Я, как и многие сейчас, не то что не читал, вообще забыл о существовании стихов. Даже стихи Андрея я читал редко, будучи уверен, что большие таланты в провинции не уживаются.
В детстве я представлял себе, что стихи — это птицы, которые летят, когда их читаешь. Строка — взмах крыльев. И сам, читая, летел от строки к строке. Позднее я думал, что стихи — это музыка из слов. Этому было много подтверждений: существование размера и ритма, звучание одного голоса и целая полифония… Теперь я знаю, что настоящие стихи — это чистая капля души поэта.
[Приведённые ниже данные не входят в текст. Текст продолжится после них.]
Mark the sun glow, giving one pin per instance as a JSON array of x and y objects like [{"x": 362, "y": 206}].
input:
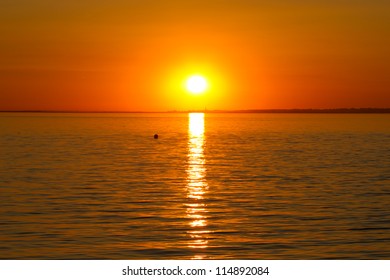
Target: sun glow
[{"x": 196, "y": 84}]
Падая на водную гладь с высоты птичьего полета, она заставляет содрогнуться человеческую душу, опускается на самую глубину и остается там навсегда. Выходит, все поэты постоянно отдают по каплям свою душу. Но я уверен, если направить на талантливого поэта индикатор Сэма Дэвилза, вряд ли загорится красная лампа. В худшем случае — не загорится ни одна. Значит — поэт либо продал свою душу, либо купил свой талант. Я спросил об этом Андрея.
— Знаешь, старина, мне кажется тут все просто: тот, кто отдает свое сердце людям, как бы это помпезно не звучало, делает свою душу богаче, и это происходит свыше. И все же вспомни: в каком возрасте убили Пушкина, Лермонтова, Есенина, Рубцова, Талькова, Лысцова… Получается, что иссушить душу поэта невозможно, убить ее тоже нельзя, можно убить поэта. И это касается не только поэтов. А убивают, как ты знаешь, тоже по-разному. Могут пулей, как Пушкина, могут задушить, как Рубцова, могут состряпать самоубийство, как для Есенина. При этом убийцы всегда остаются безнаказанными. Особенно, когда речь идет об убийстве поэта. Можно даже закономерность вывести…
— А помнишь, как в августе 91-го года боевые генералы, прошедшие войну, вешались в своих кабинетах, выбрасывались из окон. Это же чушь! Никогда не поверю! Тут тоже закономерность?
— Здесь проще: страх судей перед открытым судом.
— Интересно, что легче: родиться поэтом или дослужиться до генерала?
— Легче убить и поэта и генерала.
— А я ни то ни другое. Знаешь, я недавно понял, что я и есть современный Чичиков. Американский Чичиков.
— Не бери в голову. Ты больше похож на русского Фауста, но слово «русский» предполагает совершенно иной сюжет…
Я вдруг вспомнил, как Лена направила на меня индикатор Сэма Дэвилза и в ее руках он горел зеленым светом. Совсем иной сюжет?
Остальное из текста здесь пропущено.